COMMENT
The commodification of the rainbow culture has been in full force lately. The Auckland Pride Board made a decision to not allow police officers to march in uniform in the Auckland Pride Parade. The police said if they couldn't march in uniform then they wouldn't march at all. Don't be under the impression the police were banned. They were not. They were still invited to march, but in fancy or plain clothes. This was not good enough. Since then all hell has broken loose. Both from outside the LGBTQIA+ community and within it.

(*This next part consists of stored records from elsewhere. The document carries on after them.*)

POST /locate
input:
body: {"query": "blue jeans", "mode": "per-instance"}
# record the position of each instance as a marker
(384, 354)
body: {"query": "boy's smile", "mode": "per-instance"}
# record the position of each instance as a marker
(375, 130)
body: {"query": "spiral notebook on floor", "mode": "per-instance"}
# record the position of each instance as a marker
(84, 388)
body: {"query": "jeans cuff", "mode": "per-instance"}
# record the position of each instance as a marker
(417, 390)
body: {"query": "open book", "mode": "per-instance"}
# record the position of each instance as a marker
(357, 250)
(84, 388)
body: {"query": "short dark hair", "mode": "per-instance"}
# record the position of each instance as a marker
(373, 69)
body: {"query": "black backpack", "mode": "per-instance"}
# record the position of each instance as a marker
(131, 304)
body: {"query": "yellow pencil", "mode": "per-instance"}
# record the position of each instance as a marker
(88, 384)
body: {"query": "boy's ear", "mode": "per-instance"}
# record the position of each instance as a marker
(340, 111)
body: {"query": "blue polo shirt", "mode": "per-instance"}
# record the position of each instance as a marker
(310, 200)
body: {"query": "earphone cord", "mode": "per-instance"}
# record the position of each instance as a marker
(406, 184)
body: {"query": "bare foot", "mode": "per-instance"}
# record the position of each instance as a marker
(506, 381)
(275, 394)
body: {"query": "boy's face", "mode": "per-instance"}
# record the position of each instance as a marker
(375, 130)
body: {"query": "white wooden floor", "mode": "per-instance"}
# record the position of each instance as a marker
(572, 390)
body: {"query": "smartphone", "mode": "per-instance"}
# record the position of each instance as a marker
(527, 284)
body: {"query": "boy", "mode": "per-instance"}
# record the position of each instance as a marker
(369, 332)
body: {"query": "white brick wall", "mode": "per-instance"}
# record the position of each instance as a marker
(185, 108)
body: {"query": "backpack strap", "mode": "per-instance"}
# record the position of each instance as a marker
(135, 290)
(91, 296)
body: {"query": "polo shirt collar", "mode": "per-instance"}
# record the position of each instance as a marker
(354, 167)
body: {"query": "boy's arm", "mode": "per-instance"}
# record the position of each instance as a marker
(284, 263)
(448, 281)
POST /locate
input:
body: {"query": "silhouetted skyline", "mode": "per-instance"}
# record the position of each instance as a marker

First off, the Pride Organisation doesn't need a reason for this ban. It's their parade. Not the sponsors', not mine, and certainly not the police's. But they still provided a reason. They said that after seven consultation meetings - yes, seven - the feeling was that the uniform of the police represented oppression and ill-treatment of members of the LGBTQIA+ community and that some of the more marginalised members of the LGBTQIA+ community felt threatened by it, particularly Māori and Pasifika members.

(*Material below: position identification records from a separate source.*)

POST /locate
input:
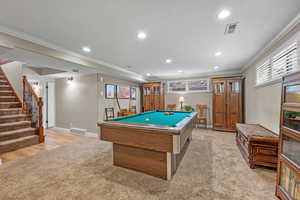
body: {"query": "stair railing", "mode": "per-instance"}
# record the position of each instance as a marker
(33, 105)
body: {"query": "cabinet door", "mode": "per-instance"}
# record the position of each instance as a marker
(233, 103)
(219, 106)
(147, 99)
(156, 98)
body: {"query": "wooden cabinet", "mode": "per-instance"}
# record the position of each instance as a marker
(153, 96)
(227, 102)
(288, 170)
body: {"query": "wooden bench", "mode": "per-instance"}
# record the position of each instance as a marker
(258, 145)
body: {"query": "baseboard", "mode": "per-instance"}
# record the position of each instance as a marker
(88, 134)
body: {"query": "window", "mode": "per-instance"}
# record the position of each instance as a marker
(278, 65)
(201, 85)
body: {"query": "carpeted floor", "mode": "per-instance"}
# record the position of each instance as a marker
(212, 169)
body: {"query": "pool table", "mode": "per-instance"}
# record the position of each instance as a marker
(150, 142)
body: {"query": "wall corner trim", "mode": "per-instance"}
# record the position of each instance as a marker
(277, 38)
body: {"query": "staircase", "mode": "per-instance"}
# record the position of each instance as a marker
(15, 127)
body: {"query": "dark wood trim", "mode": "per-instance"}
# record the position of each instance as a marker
(40, 125)
(227, 104)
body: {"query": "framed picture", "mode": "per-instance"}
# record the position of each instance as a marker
(201, 85)
(110, 91)
(176, 86)
(123, 92)
(133, 93)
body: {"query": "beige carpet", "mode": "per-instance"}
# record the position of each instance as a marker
(212, 169)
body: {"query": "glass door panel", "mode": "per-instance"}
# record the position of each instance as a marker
(219, 88)
(291, 149)
(290, 182)
(292, 94)
(291, 120)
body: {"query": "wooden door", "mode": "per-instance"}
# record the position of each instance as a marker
(156, 97)
(233, 103)
(147, 98)
(219, 105)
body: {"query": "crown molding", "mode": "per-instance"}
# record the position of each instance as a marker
(277, 38)
(11, 39)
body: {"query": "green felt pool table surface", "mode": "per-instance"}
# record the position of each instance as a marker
(158, 118)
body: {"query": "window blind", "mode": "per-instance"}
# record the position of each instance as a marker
(263, 73)
(285, 61)
(282, 63)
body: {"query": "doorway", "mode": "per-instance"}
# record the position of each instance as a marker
(50, 104)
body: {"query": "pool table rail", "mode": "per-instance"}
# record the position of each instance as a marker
(154, 150)
(177, 130)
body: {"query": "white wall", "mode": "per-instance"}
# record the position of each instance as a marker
(124, 103)
(81, 104)
(14, 73)
(192, 99)
(263, 103)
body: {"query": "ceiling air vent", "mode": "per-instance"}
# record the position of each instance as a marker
(230, 28)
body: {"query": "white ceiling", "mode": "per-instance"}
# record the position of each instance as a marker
(188, 32)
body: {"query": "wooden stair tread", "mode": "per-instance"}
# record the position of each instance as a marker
(7, 142)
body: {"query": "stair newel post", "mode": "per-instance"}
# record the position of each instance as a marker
(41, 125)
(24, 105)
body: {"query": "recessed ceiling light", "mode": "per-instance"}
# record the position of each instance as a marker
(141, 35)
(86, 49)
(168, 60)
(218, 53)
(224, 14)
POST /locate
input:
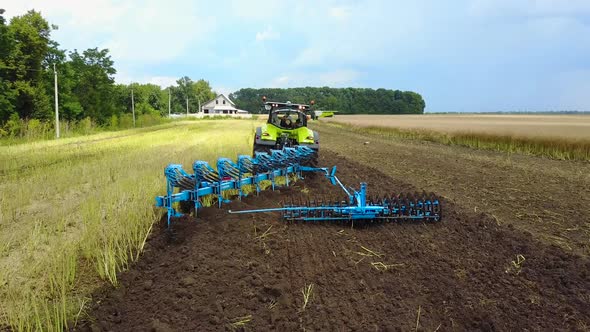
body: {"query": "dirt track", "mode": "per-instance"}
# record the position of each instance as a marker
(459, 274)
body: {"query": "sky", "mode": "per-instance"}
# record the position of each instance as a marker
(460, 55)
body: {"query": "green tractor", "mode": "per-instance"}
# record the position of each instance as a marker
(286, 126)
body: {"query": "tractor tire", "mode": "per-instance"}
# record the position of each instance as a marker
(260, 148)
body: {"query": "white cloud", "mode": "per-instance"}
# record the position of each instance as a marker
(150, 32)
(268, 34)
(255, 9)
(529, 7)
(339, 77)
(340, 12)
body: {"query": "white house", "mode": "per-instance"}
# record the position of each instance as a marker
(221, 105)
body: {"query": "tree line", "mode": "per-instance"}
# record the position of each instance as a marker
(88, 92)
(87, 88)
(343, 100)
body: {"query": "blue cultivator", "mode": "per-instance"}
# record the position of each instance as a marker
(265, 169)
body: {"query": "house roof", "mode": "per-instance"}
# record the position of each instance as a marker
(224, 97)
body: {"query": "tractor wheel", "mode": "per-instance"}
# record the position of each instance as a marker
(260, 148)
(313, 162)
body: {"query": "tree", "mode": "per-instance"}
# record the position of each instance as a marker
(30, 33)
(7, 93)
(345, 100)
(92, 73)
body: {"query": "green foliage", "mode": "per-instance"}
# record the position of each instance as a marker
(343, 100)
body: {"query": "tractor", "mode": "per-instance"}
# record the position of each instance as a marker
(286, 127)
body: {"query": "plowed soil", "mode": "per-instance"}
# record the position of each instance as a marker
(247, 272)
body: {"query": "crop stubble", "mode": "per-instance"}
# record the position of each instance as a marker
(461, 274)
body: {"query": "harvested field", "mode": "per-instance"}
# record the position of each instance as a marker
(469, 272)
(557, 126)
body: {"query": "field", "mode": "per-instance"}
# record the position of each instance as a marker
(511, 253)
(546, 126)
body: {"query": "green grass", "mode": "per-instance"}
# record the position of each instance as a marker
(77, 211)
(561, 149)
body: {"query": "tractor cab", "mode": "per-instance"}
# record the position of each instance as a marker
(286, 127)
(287, 119)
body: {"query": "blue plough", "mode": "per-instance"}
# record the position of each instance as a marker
(250, 173)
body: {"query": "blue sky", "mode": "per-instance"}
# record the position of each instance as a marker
(461, 55)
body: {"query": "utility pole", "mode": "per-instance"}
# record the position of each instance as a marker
(56, 103)
(133, 107)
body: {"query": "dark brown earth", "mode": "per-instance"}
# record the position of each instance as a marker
(247, 272)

I'm a white, cis-gendered, hetero dude. I am the reverse of marginalised. I sit right at the top of the social hierarchy. I can't properly fathom what it means to be marginalised even at its most simple level like being a different ethnicity, or a different sex, let alone being part of the LGBTQIA+ community, and then there are still marginalised groups within that marginalised group.
From my position, Pride seems to be a celebration of the LGBTQIA+ community, and to give them a safe place where they can live in a way that someone in my position gets to live every day. The fight for full and equal rights is nowhere near over so events like these, while still a celebration, are also tinged with the spectre of activism.